Now the Lord blessed the latter days of Job more than his beginning … He also had seven sons and three daughters. Job 42:12–13 NKJV
God had blessed Job and his wife with a large family; they had ten children in all, seven sons and three daughters (1:2). It appears that Job was somewhat worried about the spiritual state of his children—they seemed to enjoy the “good life” or party life a bit too much (1:4, 18). He would rise early in the morning and offer sacrifices for them (1:5) just in case they might have sinned. Then tragedy struck Job and his family. Satan was allowed by God to bring disaster upon his household—his children all died (1:18–19).
At the end of his trials, God gave Job more children to replace those who had died (42:12–13). Obviously those adult children who died could not really be replaced, for each were individuals who had a unique personality and relationship with Job and their mother. The point, however, is not so much that God replaced them as it is He blessed Job with children once again.

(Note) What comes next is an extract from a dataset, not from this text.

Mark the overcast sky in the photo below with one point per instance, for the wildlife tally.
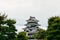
(21, 10)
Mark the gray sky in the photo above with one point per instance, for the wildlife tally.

God also restored the livestock that Job had lost—not only restored them, but doubled them, for he had fourteen thousand sheep, six thousand camels, one thousand yoke of oxen, and one thousand female donkeys (42:12; cf. 1:3). However, when God restored Job’s children, He did not double them. He replaced them with the same number that Job had in the beginning of the book. Why? This answer is as clear as it is wonderful: Job already had seven sons and three daughters waiting for him in heaven! So God had doubled them after all! God’s voice to Job and his wife essentially was, “Don’t worry, you will see them again.” In these things connected with Job, his trials, and recovery, we see the “end intended by the Lord—that the Lord is very compassionate and merciful” (Jas. 5:11).